The anti-Israel UN official argued that modern Germany’s efforts to come to terms with its past through strong support for the Jewish state do not reflect genuine remorse.

Instead, she claimed this stance reflects a “historical superiority syndrome” that has never been addressed and serves as a “convenient mask” for Germany’s return to the international community.

“The Western club accepted them because they proved themselves capable of tolerating certain members of the group that were previously ‘undesirable,’ and so they accepted the Jews, but not all of them,” Albanese wrote. “They learned that to survive in this world they must be superior. No longer a fragile minority. No longer a people in exile. No longer the people of the book. But the chosen people. ‘Chosen to rule?’ One might wonder when looking at what Israel has become.”

She then went on to claim that Germany does not respect Jews unless they are Zionist and behaves like a “socially deranged” state that enacts discriminatory laws, while calling on its citizens to free themselves from what she described as an obligation to Israel.

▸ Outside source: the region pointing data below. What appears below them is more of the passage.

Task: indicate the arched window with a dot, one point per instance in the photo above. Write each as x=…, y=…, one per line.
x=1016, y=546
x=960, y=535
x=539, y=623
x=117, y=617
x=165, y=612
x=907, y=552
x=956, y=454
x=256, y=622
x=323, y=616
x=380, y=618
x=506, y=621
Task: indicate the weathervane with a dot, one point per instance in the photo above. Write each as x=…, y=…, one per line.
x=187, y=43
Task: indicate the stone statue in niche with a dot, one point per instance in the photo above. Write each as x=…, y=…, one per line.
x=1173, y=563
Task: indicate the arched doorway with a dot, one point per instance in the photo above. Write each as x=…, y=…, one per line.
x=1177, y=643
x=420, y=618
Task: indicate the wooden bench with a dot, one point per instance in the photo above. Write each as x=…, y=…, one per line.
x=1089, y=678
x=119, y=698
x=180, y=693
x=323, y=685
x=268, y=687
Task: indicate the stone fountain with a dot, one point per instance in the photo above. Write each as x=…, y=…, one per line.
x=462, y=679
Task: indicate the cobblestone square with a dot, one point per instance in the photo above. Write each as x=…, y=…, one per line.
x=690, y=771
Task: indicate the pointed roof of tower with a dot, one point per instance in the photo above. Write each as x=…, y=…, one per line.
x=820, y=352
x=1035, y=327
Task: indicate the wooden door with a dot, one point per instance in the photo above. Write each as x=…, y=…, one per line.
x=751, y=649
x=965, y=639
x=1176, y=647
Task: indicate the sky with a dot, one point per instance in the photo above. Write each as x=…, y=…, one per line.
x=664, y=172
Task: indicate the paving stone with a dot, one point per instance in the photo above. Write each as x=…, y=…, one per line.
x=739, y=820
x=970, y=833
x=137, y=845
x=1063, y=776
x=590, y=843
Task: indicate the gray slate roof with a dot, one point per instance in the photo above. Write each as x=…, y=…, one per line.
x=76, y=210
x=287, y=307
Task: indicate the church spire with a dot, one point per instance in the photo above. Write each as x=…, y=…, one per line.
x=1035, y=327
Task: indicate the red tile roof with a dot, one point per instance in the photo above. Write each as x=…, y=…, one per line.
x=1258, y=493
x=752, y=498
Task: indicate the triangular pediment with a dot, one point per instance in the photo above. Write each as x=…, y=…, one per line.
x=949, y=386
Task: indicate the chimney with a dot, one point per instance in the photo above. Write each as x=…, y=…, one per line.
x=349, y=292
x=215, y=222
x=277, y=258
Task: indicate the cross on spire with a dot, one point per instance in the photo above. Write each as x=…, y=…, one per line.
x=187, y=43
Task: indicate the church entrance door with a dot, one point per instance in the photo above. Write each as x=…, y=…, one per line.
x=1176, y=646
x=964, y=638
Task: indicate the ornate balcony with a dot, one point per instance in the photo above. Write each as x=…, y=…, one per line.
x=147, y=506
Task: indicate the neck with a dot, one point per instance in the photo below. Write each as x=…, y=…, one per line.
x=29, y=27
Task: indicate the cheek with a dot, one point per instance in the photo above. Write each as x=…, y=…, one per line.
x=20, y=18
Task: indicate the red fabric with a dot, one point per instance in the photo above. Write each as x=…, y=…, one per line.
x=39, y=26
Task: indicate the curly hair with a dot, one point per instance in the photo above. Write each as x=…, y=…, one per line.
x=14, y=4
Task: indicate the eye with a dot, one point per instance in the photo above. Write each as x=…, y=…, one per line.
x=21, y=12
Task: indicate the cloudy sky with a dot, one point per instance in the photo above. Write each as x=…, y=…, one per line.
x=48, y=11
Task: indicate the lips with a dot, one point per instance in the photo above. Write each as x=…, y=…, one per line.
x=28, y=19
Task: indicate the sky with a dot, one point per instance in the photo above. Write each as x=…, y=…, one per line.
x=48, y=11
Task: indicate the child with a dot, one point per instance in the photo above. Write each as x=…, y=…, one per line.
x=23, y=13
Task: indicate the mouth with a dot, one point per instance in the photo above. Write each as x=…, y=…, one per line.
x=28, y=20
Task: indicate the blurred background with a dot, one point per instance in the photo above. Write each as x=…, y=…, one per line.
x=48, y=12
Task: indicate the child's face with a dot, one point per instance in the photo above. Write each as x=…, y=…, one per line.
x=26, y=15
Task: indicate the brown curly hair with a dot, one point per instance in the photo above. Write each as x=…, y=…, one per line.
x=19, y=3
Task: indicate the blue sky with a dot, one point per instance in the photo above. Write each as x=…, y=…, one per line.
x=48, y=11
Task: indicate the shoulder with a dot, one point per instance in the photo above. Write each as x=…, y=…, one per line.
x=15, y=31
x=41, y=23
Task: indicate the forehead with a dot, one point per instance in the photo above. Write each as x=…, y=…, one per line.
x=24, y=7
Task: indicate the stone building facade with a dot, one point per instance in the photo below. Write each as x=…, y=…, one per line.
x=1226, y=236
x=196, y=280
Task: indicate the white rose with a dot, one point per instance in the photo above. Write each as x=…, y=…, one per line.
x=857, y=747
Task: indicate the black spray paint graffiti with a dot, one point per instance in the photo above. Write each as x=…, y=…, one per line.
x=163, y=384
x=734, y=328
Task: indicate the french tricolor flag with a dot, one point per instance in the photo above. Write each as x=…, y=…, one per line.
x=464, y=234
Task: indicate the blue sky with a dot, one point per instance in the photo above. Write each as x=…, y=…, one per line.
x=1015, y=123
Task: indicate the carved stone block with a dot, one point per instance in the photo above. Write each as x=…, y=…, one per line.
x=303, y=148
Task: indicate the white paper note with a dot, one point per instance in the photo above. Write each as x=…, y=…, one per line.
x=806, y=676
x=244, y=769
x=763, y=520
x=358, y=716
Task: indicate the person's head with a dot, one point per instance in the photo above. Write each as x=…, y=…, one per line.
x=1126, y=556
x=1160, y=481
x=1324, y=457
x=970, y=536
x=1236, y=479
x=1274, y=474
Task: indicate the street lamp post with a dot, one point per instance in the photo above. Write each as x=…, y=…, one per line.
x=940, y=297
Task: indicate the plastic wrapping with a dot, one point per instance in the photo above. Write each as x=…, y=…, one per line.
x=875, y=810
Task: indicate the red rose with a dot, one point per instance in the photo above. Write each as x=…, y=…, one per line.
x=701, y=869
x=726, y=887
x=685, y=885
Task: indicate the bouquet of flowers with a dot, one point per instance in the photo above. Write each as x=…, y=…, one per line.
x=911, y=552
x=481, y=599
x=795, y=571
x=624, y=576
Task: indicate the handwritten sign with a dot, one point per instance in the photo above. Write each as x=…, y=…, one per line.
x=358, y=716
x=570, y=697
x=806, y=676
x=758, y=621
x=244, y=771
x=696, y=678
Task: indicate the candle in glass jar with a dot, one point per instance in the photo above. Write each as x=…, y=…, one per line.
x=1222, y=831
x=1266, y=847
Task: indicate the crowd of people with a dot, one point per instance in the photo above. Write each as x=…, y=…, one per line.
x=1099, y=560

“I know Germans can do better,” Albanese concluded. “I have seen them. But they are called upon emancipating themselves. This is their chance.”

This latest controversy is far from the first involving Albanese, who has a mandate from the UN to advise the international body on the Israeli-Palestinian conflict. In her position, which she has held since 2022, Albanese has faced consistent criticism over a pattern of incendiary anti-Israel remarks, with officials accusing her of inciting violence and hatred.

Earlier this year, top diplomats from Austria, Germany, Italy, the Czech Republic, and France called for Albanese’s resignation after she delivered yet another inflammatory tirade against Israel.

During an Al Jazeera forum in Doha, Albanese described the state of Israel as “the common enemy of humanity” and accused the country of “planning and carrying out a genocide” during its defensive war against Hamas.

“It’s also true that never before has the global community seen the challenges that we all face, we who do not control large amounts of financial, algorithms, and weapons,” Albanese said at the time, appearing to invoke a long-standing antisemitic conspiracy that Jews control wealth and technology.

She also accused Western nations of being complicit in the so-called “genocide” by supplying arms and financing Israel, while claiming that Western media helps defend the Jewish state by “amplifying the pro-apartheid, genocidal narrative.”

Albanese has previously referred to a “Jewish lobby” controlling the US and Europe, compared Israel to Nazi Germany, and stated that Hamas’s violence against Israelis — including rape, murder, and kidnapping — needs to be “put in context.”

Despite her history of antisemitic statements, the UN has consistently refused to fire Albanese, citing her status as one of its “independent experts.”

Since taking on her UN role, Albanese has been at the center of controversy due to what critics, including US and European lawmakers, have described as antisemitic and anti-Israel public remarks.

Last year, the UN Human Rights Council (UNHRC) faced intense pressure to block Albanese’s reappointment for another three-year term, with several countries and NGOs urging UN members to oppose the move due to her controversial remarks and alleged pro-Hamas stance.

Despite significant pressure and opposition, her mandate was confirmed to extend until 2028.

Last year, the UN launched a probe into Albanese for allegedly accepting a trip to Australia funded by pro-Hamas organizations.

In the past, she has also celebrated the anti-Israel protesters rampaging across US college campuses during the 2023-2024 academic year, saying they represent a “revolution” and give her “hope.”